Lori had cautioned me that the students might need help coming up with ideas of what to draw for the students in the US, but they dove right in, drawing wonderful pictures of their houses on stilts, the temples of Angkor, one boy even copied a page from his text book on the lands “given” to Vietnam by the French; obviously that history lesson had made an impression! One delightfully talented young girl gave me two pictures I realized were of herself: one holding a microphone (look out American Idol – she likes to sing) and another in her traditional dance costume. They are beautiful! But nothing could have prepared me for what came next.
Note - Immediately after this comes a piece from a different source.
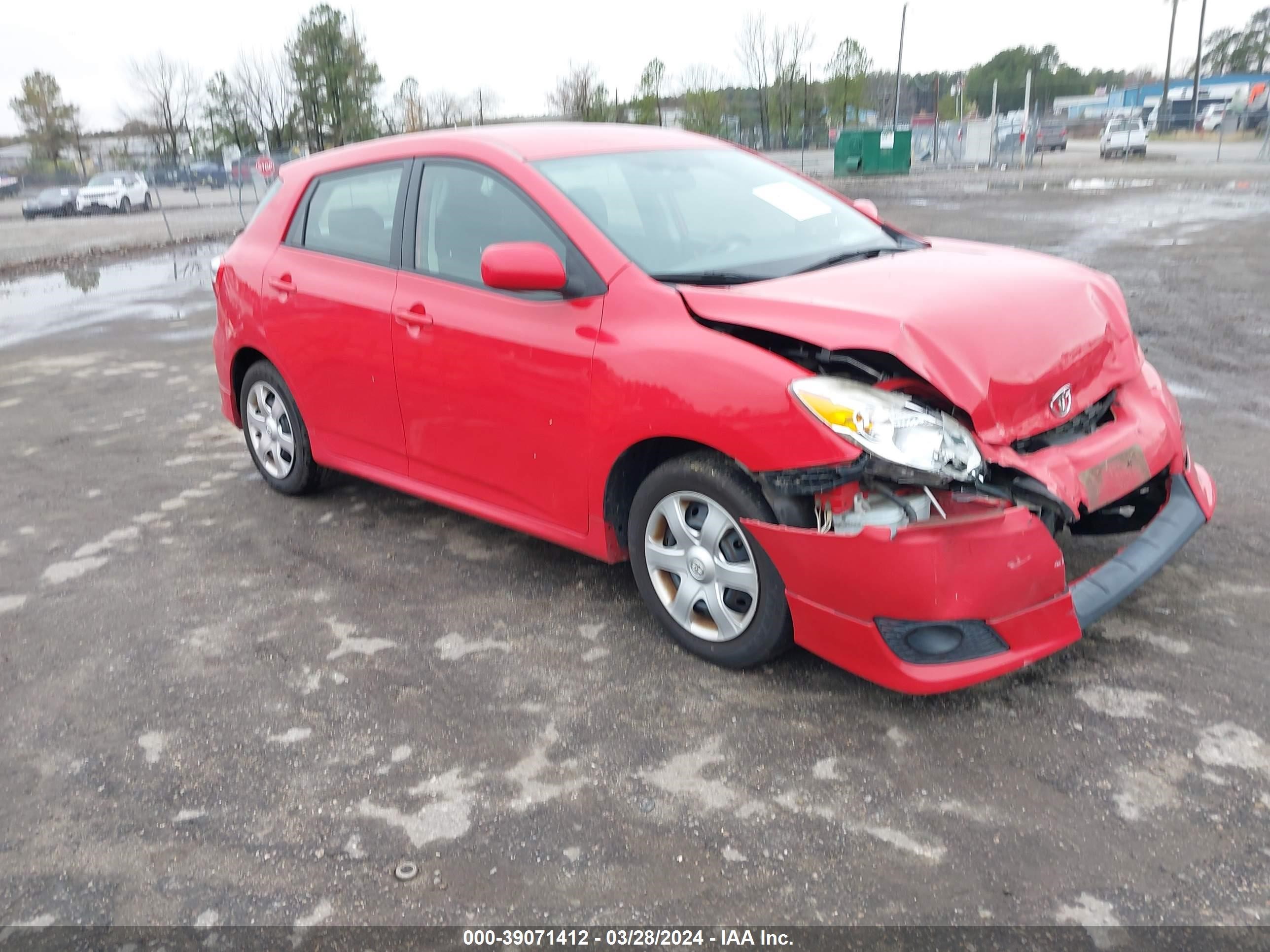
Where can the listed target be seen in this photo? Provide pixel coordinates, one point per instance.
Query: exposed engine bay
(870, 492)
I had admired the origami animals and paper sculptures dangling on string in the classrooms; had learned the teachers were using origami to teach the students about geometry. Having finished their drawings, students started asking for another piece of paper (imagine prizing 1 sheet of paper like that?) and the next thing I knew, I was being presented with little paper sculptures. The first was an amazing boat, with two people drawn inside and a detachable canopy. Next was a hopping frog. Then birds and intricate flowers. Then a little box. The students had no glue, everything was folded and tabbed together. They brought them to me saying, “Teacher, teacher”. I’d been pretty strong up to this point but this really choked me up. Thoeungh Rithy, the teacher for this class, told me afterwards that he had wanted to do something like this (the drawing exchange), but had no idea how to go about it.

You quickly realize when visiting the schools that there is no lack of desire to invent wonderful projects to stimulate the minds of these children, just (just? such an inadequate word, that) the people and time to implement the programs. Tchey school has no electricity. Some wonderfully modern electric wires go right by the school, on their way from Thailand to the hotels and restaurants of Siem Reap. But there isn’t enough capacity to allow the schools to draw from the grid, which is why the donated computers will have their batteries charged ultimately by a solar rig. Things we take for granted are incredibly precious there.
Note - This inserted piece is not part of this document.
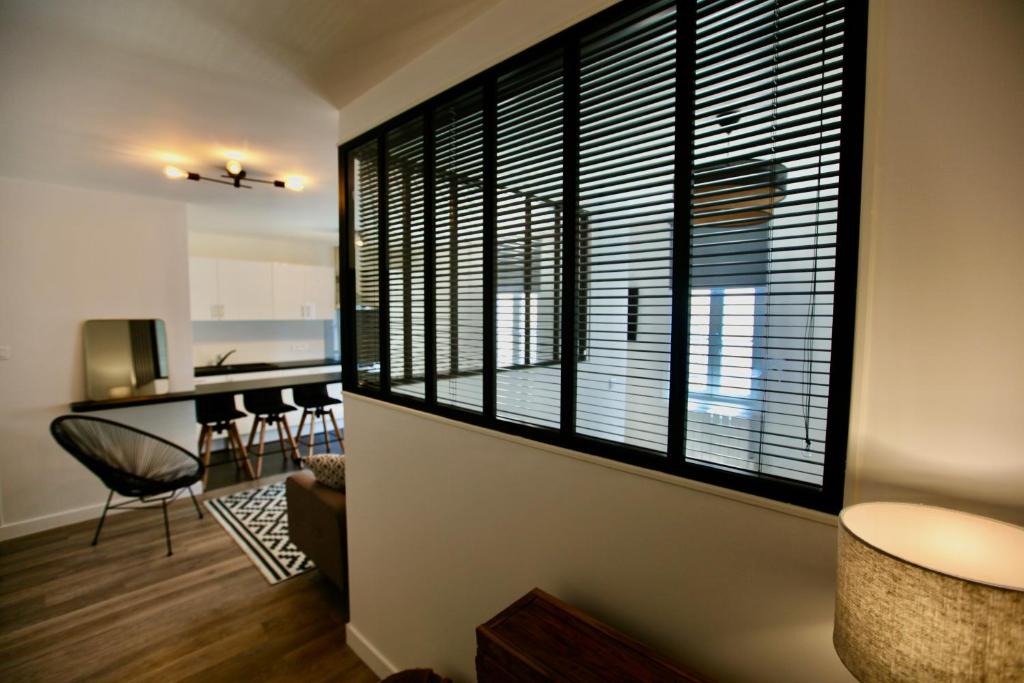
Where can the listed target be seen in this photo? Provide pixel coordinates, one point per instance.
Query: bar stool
(314, 401)
(267, 407)
(217, 414)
After two hours, it was time for the students to take a break, and for the teachers to get ready for the afternoon classes. It was Saturday, but as children only spend a half day in school, they go six days a week. (This means the teachers teach 2 sessions, 6 days a week). Fortified by some wonderfully fresh coconut milk and a million watts worth of smiles, we exchanged email addresses with Rithy and left for Siem Reap.



It was later that night, packing up the origami sculptures so I wouldn’t crush them on the way home, that my husband said, “Did you see this?” He was holding the little box. Inside, he’d found a folded sheet of paper. I took it out and read it, and the tears I’d managed to hold at bay that morning at Tchey school finally escaped. The note said, “Hello teacher. Good morning teacher. How are you teacher? My name is Srey Leak. I love you teacher.” I have to give it to Cambodia. Even when you try to be the one who brings something, you leave with so much more than what you brought with you. I cannot think of a better way to spend time during a holiday.

Any thoughts I had, that I was being selfish by wanting to do the art project, that yet another tourist visiting the schools was an imposition, that there was something self-serving in the exercise, quite vanished. Bringing something of yourself to Cambodia may be one of the best presents you can bring. Cambodia is still a place where you can make a difference. Please go. Take science projects, take math flash cards, take costumes and put on a play. The students and teachers will love you for it.